Uma vez desmascarada a mentira, seria curial que a mãe da menina deixasse de obstaculizar a relação entre o pai e a filha. Não foi assim, porém. A mãe continuou a dificultar ou a impedir os convívios entre pai e filha, que se realizam numa IPSS, faltando sob os mais variados pretextos. O tribunal foi mesmo forçado a emitir mandados para que a menina e a mãe fossem conduzidas, sob custódia da polícia à instituição para que a visita ao pai pudesse realizar-se.

Constatando que as acusações eram falsas e que, além do mais, a postura da progenitora não iria sofrer alteração – e, portanto, que esta mãe jamais iria permitir que a menina estabelecesse uma relação de proximidade com o pai – as equipas técnicas de assessoria ao tribunal recomendaram ao juiz, em meados de agosto, que entregasse a menina ao pai.

O tribunal nada decidiu – afinal de contas, estávamos em Agosto - e a equipa de apoio ao tribunal voltou a recomendar ao juiz, no início de setembro, que se fizesse a entrega da criança ao pai. Entretanto, o progenitor não mais viu ou falou com a menina, pois a mãe não o permite e o tribunal nada fixou.

Um mês e meio após a primeira recomendação da equipa técnica ao tribunal, realizou-se uma conferência de pais. Esperançado, o pai compareceu em tribunal animado da certeza que, em face da opinião unânime dos técnicos e peritos, e tendo em conta que já se havia passado um mês e meio sobre as últimas visitas à menina, se registaria uma alteração e, finalmente, poderia estar com a sua filha.

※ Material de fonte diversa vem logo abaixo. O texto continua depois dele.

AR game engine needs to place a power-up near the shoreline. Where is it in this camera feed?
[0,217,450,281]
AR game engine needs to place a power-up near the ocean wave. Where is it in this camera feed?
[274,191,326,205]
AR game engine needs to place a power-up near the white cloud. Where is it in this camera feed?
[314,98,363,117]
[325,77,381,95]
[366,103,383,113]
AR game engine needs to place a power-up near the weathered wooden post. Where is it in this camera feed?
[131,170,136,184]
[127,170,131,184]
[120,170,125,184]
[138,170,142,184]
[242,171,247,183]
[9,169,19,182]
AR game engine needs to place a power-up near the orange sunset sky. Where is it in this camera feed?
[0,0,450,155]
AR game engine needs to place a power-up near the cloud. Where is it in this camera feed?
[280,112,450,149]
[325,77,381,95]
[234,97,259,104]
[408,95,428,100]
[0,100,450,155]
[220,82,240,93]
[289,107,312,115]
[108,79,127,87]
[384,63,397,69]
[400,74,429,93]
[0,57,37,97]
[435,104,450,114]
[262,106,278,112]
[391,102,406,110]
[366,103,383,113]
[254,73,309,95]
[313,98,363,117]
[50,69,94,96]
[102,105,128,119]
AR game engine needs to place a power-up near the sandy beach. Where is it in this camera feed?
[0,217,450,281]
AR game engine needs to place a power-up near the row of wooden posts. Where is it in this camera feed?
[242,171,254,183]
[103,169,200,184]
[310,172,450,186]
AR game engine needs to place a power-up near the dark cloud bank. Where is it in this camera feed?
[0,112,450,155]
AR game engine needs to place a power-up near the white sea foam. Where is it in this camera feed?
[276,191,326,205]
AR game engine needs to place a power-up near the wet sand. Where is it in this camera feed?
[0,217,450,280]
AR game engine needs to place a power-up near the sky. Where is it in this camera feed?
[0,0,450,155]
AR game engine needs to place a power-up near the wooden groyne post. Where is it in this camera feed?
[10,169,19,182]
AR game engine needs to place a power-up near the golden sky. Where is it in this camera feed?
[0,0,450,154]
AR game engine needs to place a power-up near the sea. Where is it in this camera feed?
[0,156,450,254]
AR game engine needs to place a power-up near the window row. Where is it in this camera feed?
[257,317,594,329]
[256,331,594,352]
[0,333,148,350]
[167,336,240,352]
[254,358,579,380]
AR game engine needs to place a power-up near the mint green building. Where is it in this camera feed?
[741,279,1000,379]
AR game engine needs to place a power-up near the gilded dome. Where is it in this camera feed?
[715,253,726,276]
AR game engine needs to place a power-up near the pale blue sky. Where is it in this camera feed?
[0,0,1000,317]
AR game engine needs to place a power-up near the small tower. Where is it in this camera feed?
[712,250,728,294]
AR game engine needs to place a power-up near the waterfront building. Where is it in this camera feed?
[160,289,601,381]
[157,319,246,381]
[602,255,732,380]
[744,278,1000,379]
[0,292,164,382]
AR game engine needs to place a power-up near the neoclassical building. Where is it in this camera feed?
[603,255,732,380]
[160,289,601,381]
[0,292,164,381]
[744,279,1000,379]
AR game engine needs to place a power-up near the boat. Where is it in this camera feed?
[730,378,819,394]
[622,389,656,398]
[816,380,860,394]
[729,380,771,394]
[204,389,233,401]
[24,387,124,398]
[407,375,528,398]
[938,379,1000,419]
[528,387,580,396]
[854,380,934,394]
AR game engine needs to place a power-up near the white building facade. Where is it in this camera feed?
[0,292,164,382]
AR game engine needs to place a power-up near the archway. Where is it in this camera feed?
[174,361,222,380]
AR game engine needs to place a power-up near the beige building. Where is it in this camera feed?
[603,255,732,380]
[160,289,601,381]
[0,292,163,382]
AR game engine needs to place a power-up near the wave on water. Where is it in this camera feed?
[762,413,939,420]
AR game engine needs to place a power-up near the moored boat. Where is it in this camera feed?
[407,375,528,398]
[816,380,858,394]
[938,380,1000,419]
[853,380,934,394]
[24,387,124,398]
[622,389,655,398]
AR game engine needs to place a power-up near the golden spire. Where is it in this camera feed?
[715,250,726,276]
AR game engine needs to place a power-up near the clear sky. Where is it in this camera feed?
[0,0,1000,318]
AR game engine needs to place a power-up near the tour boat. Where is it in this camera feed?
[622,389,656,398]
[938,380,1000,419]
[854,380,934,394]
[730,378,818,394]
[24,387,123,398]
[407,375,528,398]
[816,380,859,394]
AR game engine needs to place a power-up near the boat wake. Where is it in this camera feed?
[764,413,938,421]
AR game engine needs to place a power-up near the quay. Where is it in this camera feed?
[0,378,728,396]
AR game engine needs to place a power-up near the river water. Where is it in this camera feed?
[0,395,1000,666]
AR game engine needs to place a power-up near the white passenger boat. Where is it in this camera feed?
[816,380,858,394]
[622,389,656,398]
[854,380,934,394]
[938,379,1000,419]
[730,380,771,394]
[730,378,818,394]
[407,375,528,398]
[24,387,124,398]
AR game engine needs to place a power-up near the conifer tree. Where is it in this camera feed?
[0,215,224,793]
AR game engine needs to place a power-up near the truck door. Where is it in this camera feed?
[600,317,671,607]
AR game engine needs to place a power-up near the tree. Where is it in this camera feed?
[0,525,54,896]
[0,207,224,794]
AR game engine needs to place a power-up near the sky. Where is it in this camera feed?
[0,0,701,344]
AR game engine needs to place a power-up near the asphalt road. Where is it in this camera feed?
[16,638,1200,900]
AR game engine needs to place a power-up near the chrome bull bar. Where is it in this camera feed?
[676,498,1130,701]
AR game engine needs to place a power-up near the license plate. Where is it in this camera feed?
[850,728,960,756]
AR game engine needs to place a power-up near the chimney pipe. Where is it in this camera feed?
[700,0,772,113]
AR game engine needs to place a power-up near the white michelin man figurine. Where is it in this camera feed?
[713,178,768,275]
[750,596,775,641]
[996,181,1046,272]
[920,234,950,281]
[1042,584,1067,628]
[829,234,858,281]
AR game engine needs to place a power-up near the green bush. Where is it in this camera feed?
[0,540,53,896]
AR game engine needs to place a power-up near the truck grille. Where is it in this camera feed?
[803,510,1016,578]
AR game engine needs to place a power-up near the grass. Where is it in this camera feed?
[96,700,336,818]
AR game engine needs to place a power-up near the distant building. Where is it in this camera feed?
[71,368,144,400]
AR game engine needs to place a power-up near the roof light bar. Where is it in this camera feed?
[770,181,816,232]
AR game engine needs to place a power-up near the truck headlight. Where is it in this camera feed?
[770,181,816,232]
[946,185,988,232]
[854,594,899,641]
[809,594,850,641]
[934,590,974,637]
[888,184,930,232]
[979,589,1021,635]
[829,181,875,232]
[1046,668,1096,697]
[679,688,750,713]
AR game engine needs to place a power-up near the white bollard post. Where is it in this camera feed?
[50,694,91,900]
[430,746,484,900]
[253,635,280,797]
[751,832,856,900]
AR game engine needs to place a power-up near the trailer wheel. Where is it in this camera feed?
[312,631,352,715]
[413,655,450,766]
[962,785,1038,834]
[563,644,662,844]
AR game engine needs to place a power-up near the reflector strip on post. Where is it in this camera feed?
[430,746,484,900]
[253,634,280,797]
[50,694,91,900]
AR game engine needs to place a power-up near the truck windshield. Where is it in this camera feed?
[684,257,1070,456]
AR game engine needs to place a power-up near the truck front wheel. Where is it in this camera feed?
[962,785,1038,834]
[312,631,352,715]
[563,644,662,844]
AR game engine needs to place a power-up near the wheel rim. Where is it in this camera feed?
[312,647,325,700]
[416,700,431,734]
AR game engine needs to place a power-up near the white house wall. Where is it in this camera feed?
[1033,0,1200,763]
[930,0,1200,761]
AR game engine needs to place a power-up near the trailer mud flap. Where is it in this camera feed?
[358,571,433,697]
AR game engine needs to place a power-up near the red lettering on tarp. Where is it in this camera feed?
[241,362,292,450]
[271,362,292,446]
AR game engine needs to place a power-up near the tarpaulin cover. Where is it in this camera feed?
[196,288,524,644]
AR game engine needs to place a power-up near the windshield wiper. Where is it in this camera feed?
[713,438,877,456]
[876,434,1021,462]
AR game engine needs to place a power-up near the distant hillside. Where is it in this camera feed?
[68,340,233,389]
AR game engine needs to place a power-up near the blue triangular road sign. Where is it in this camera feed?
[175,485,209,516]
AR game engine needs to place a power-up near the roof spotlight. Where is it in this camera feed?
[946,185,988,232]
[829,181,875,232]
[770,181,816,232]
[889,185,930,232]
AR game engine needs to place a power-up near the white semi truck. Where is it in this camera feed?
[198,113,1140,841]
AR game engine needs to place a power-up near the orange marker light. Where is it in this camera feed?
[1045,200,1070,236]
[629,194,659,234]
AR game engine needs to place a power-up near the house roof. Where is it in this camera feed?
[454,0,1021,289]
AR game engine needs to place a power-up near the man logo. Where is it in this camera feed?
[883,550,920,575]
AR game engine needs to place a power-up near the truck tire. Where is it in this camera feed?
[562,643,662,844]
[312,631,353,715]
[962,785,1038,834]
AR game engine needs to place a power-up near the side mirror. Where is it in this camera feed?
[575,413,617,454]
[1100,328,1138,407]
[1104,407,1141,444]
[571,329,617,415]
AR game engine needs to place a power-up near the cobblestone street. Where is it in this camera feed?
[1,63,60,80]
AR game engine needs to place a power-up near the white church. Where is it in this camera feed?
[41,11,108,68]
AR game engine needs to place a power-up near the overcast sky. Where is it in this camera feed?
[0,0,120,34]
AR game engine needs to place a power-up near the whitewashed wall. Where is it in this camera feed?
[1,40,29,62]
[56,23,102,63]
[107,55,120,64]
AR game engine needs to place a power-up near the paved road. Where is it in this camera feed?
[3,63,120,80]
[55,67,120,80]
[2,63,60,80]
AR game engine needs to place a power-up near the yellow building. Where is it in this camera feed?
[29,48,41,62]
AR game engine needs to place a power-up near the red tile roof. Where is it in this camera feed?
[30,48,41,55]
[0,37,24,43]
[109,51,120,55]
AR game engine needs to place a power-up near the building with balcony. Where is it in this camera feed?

Não foi assim. Afinal, o tribunal não iria tomar naquele dia qualquer providência sobre a entrega da menina ao pai ou sequer sobre os contactos entre ambos. O propósito da conferência de pais era antes apurar por que motivo não pagou ele metade das mensalidades da creche que a menina frequentou durante o ano letivo findo (!) Creche onde a mãe a colocou, refira-se, à revelia e contra a vontade do pai! E nisto se passou uma hora ou mais do precioso tempo de juízes, procuradores, advogados e partes… a discutir uma pretensa dívida de poucas centenas de euros.

A decisão pela qual o pai anseia e de que a menina necessita ficará para mais tarde.

Neste contexto, importa sublinhar que o tempo dos tribunais é um, o dos adultos é outro e o de uma criança de 3 anos, outro ainda. Na perspetiva da criança, o “desaparecimento” do pai durante 50 dias pode facilmente potenciar sentimentos de rejeição e abandono. E, à medida que o tempo passa, estes sentimentos tendem a acentuar-se, com impacto negativo no bem-estar da criança e na relação afetiva com o pai. O prognóstico piora com a passagem do tempo. É, por isso, urgente todos nós, nos tribunais de família, começarmos a funcionar no tempo das crianças.